Chapter Text
If anything were absolutely indisputable, it was the fact that Marius Pontmercy was an obsessive personality.
From his father to Napoleon, from Cosette to the barricades, the young Baron had the annoying propensity for honing his attention on one subject and one subject only for months at a time. It was the reason for many a grievance on behalf of his grandfather, who in his supercilious wisdom equated his one-track mind to that of a horse with blinkers around its eyes: “If you can only see the road in front of your face, you’ll be at the mercy of the cab driver.”
Marius, unable to formulate a refutory witticism, would nod his head amicably and shrug, deftly and deliberately ignoring it.
For Cosette, her husband’s niche specialties were an object of fascination and amusement, and she would tease him gently that he would wander off on a tangent someday and never return. Of course, this was all done in good humor, for Cosette was the sole interest whom Marius would treasure until the day he died.
But he had learned all he could about his father, he was no longer a Bonapartist, and he was wed to his precious Cosette. The barricades were long gone, swept away with his friends by the widows and their brooms. Marius once again wore black, this time for Jean Valjean, who could have been his father if the boy had not been so headstrong. The Baron had grown restless with his bourgeois lifestyle—he needed an outlet for his wandering mind.
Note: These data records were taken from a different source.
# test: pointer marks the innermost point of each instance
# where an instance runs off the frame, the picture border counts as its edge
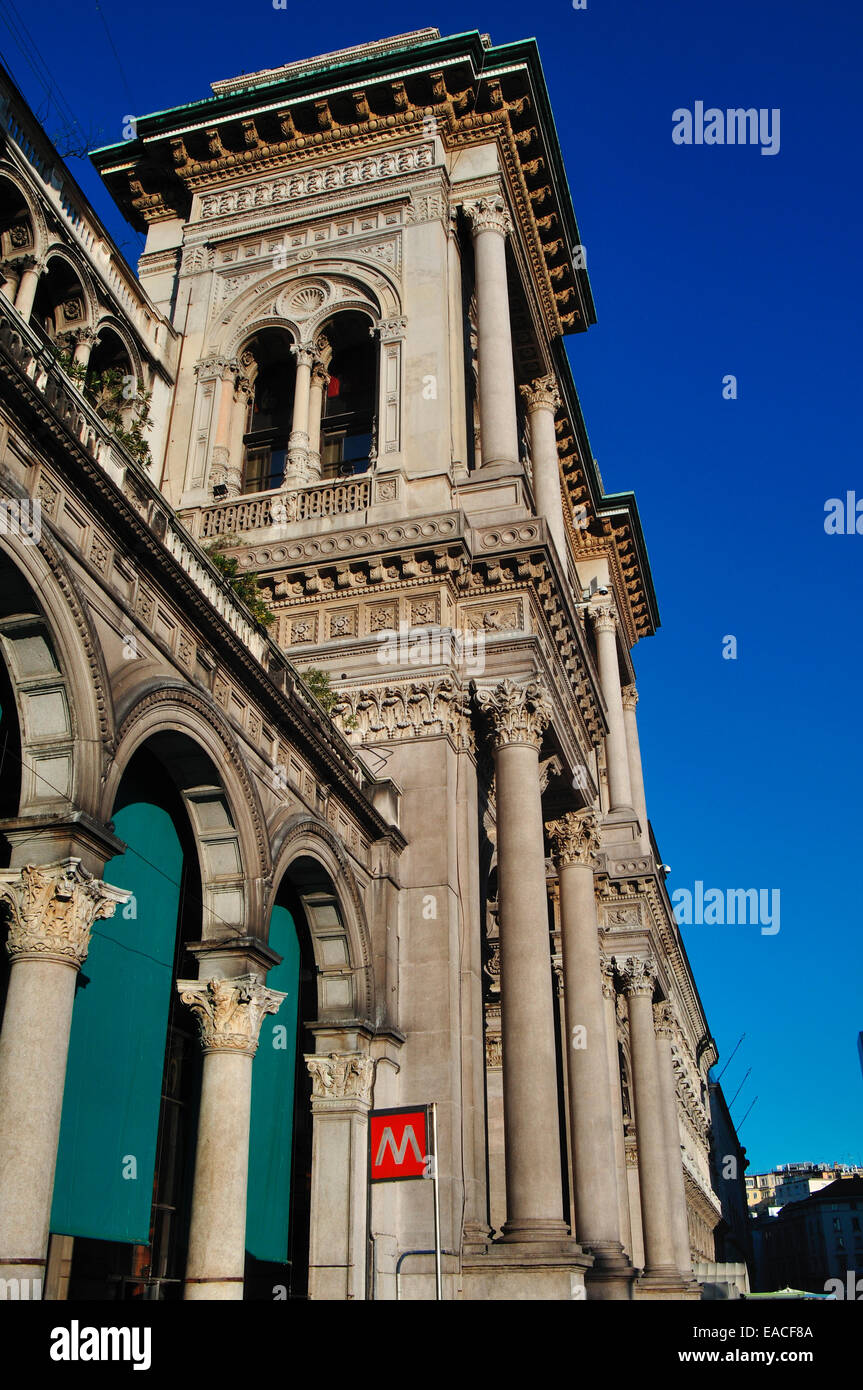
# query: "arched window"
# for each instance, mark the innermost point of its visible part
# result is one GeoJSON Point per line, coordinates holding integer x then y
{"type": "Point", "coordinates": [17, 235]}
{"type": "Point", "coordinates": [270, 412]}
{"type": "Point", "coordinates": [60, 305]}
{"type": "Point", "coordinates": [348, 423]}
And so it was that Marius found himself rifling absently through his books when a slip of paper fell from between the pages. As he bent down to pick it up, he realized it was the newspaper clipping Thénardier had given him the day Valjean had died: “Police agent Javert was found drowned under a boat of the Pont au Change.”
A spark of curiosity illuminated his eyes. Who was this Javert, anyway? The Inspector had been entangled in the boy’s life since the Gorbeau affair, yet Marius knew next to nothing about him. Subtle inquiries at the Prefecture provided no evidence, which only incensed the Baron to dig further into the mystery of this insular policeman. Thus another one of Marius’s pursuits was kindled into shaky existence.